Member of the European Parliament
- Incumbent
- Assumed office 16 July 2024
- Constituency: North-West Italy

Personal details
- Born: 27 May 1980 (age 46) Milan, Italy
- Party: DS (1997-2007) PD (since 2007)
- Other political affiliations: Party of European Socialists
- Alma mater: University of Milan
- Profession: Business consultant

= Pierfrancesco Maran =

Italian politician (born 1980)

Pierfrancesco Maran (born 27 May 1980) is an Italian politician of the Democratic Party who was elected member of the European Parliament in 2024. He served in the City Council of Milan from 2006 to 2024.

==Biography==
Born in Milan, where he grew up in the Porta Venezia neighborhood, he earned his high school diploma from the “Alessandro Volta” State Science High School and a bachelor’s degree in political science from the State University of Milan, with a thesis on the Orange Revolution in Ukraine. He then began his professional career as a business consultant.

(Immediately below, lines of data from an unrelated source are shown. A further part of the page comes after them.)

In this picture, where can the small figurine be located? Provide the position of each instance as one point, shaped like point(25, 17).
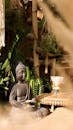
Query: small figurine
point(20, 91)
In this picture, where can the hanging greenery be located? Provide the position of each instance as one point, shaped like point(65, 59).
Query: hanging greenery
point(48, 44)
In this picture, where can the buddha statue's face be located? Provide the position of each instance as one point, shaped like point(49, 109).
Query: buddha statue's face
point(20, 72)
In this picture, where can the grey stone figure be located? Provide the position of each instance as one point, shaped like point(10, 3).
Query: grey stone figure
point(21, 90)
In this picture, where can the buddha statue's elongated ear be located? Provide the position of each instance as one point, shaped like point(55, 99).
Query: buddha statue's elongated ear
point(20, 66)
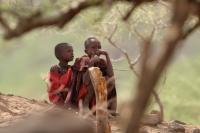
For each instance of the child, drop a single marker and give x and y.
(60, 75)
(84, 88)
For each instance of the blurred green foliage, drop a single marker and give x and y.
(25, 60)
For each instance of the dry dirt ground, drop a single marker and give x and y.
(14, 109)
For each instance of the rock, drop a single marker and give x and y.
(176, 127)
(151, 119)
(196, 130)
(54, 121)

In 2018, news published in various media outlets received widespread media coverage: it concerned a wiretap that emerged from the case files of an investigation by the Rome Public Prosecutor’s Office, in which several individuals under investigation for corruption described an offer made to Maran—then Councilor for Urban Planning—of an apartment, which he refused.

He wrote the book Le città visibili. Dove inizia il cambiamento del Paese, published by Solferino in 2022, which, drawing on his political background and his experience governing Milan as part of the center-left coalition, explores the transformations currently taking place in major European cities, particularly in light of the COVID-19 pandemic.